Group photographs have also become a major feature whether they be pupils at our school or members of our clubs and sports teams and a typical issue which appeared on Friday 29th March 2003 carried a remarkable number of pictures containing 653 faces of local people, an astounding feat for a single issue of 28 pages. This was local coverage at its very best because it reflected the old tradition that every name and every face is a potential reader and readers are the very lifeblood of a newspaper's circulation.

Editors have come and gone and there have been innovations but few drastic changes and the style has remained virtually the same. Jonathan Smith, who had joined the newspaper in 1993, served as editor until 2002 and he was followed by two talented ladies, Angela Lowe (2002-04) and Lisa Bruen (2004-07), who both filled the editor’s chair with distinction before the present editor, Paul Clark, was appointed.

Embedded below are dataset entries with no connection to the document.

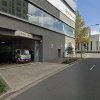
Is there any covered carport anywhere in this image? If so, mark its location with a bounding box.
[0,29,41,63]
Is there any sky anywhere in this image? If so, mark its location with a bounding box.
[74,0,100,35]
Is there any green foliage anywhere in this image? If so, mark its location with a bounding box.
[62,58,77,64]
[0,80,5,93]
[67,42,74,54]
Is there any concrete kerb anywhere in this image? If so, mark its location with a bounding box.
[0,58,85,100]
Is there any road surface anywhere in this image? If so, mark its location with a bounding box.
[12,58,100,100]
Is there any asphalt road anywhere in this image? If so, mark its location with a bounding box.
[12,58,100,100]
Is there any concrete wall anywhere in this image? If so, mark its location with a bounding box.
[0,14,65,61]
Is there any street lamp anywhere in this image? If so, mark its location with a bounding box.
[88,24,99,35]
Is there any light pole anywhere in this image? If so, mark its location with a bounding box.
[87,24,99,35]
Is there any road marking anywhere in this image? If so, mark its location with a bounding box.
[90,65,95,70]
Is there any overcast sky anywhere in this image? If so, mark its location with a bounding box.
[74,0,100,34]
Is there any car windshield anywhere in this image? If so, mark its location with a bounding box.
[21,50,29,55]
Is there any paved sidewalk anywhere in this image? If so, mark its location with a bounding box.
[0,62,71,98]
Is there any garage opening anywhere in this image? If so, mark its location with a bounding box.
[0,35,39,63]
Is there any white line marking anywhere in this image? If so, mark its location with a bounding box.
[90,65,95,70]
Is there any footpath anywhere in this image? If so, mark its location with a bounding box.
[0,58,82,100]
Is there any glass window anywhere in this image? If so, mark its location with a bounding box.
[17,1,21,6]
[2,0,74,37]
[2,8,7,12]
[2,0,7,6]
[16,7,20,12]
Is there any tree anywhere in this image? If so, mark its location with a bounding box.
[75,11,90,58]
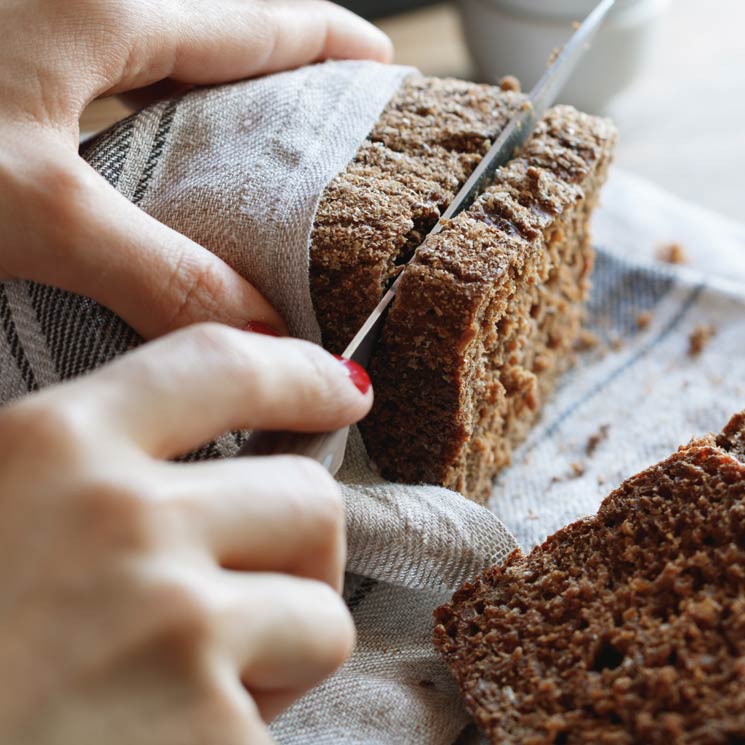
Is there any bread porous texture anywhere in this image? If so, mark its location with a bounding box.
[434,413,745,745]
[311,76,616,501]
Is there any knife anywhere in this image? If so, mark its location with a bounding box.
[239,0,616,475]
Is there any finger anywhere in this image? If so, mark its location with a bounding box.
[0,146,285,338]
[83,324,372,457]
[119,79,193,111]
[222,574,355,695]
[110,0,392,92]
[157,456,346,591]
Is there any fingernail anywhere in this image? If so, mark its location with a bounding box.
[334,354,372,396]
[243,321,282,336]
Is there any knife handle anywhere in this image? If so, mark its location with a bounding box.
[238,427,349,476]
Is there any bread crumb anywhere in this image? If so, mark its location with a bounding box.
[657,243,688,264]
[585,424,610,455]
[688,324,717,357]
[636,310,652,331]
[499,75,522,93]
[574,329,600,352]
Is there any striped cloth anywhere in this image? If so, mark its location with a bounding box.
[0,63,745,745]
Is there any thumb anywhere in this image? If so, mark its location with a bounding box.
[0,141,286,338]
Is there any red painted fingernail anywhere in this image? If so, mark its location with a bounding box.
[243,321,282,336]
[334,354,372,396]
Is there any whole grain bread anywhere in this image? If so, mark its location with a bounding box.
[434,413,745,745]
[311,76,616,500]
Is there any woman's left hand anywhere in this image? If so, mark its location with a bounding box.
[0,0,391,338]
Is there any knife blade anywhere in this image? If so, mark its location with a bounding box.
[239,0,616,475]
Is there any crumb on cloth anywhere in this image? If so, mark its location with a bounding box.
[585,424,610,455]
[657,243,688,265]
[574,329,600,352]
[499,75,521,93]
[688,323,717,357]
[636,310,652,331]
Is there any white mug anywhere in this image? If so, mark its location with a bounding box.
[460,0,671,113]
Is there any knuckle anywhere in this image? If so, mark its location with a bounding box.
[33,155,97,250]
[75,475,158,553]
[297,341,340,407]
[288,456,346,541]
[147,572,216,651]
[0,396,91,461]
[316,583,357,674]
[178,323,239,359]
[169,258,226,329]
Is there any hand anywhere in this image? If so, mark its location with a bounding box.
[0,325,372,745]
[0,0,391,338]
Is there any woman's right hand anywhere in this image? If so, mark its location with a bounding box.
[0,325,372,745]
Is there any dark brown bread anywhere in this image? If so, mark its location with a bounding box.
[310,75,524,352]
[311,77,615,500]
[434,414,745,745]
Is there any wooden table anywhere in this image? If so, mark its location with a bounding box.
[82,0,745,221]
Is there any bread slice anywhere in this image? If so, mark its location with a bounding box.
[311,77,616,500]
[310,75,525,353]
[434,414,745,745]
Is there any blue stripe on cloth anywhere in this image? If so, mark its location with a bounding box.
[525,278,706,454]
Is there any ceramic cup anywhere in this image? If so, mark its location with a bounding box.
[460,0,671,113]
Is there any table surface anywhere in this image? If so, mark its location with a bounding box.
[81,0,745,221]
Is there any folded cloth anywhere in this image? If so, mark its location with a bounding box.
[0,62,745,745]
[0,62,515,743]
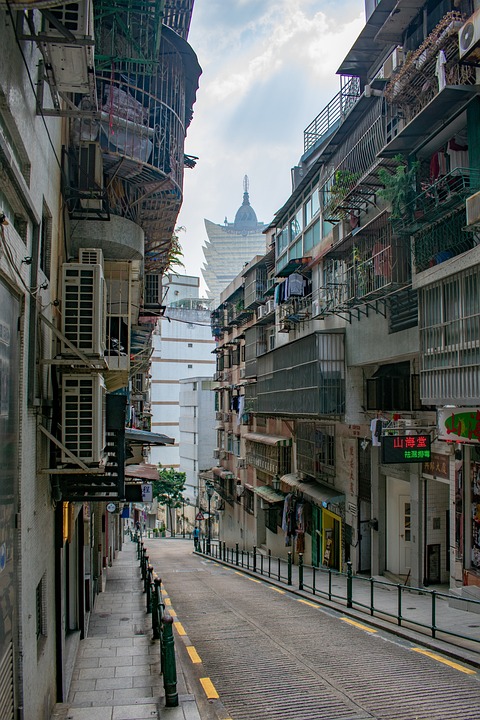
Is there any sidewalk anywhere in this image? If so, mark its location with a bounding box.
[51,535,201,720]
[204,541,480,667]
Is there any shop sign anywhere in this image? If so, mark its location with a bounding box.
[423,453,450,480]
[382,435,431,464]
[142,483,153,502]
[438,408,480,443]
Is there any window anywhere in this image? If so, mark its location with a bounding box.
[290,209,303,241]
[265,505,281,534]
[297,421,335,478]
[243,488,253,515]
[304,189,320,227]
[35,576,47,641]
[145,273,160,305]
[39,203,52,279]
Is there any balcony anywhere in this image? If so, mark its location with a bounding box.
[380,12,478,158]
[393,168,480,272]
[255,333,345,417]
[321,98,391,223]
[303,77,361,153]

In December 2005, The Local finally lost its small town status when it was taken over by the Johnston Press which already owned the Stamford Mercury and the Lincolnshire Free Press. This brought it under the wing of one of the country’s top three largest local newspaper publishers and a major force on the Internet thus giving The Local its own web site. From small beginnings in 1989, our own newspaper therefore now stands alongside the company’s other 140 outlets with a dedicated commitment to producing local news and information that both inform and reflect the important issues of the communities they serve.

NOTE: This article was published by The Local newspaper on Friday 20th March 2009.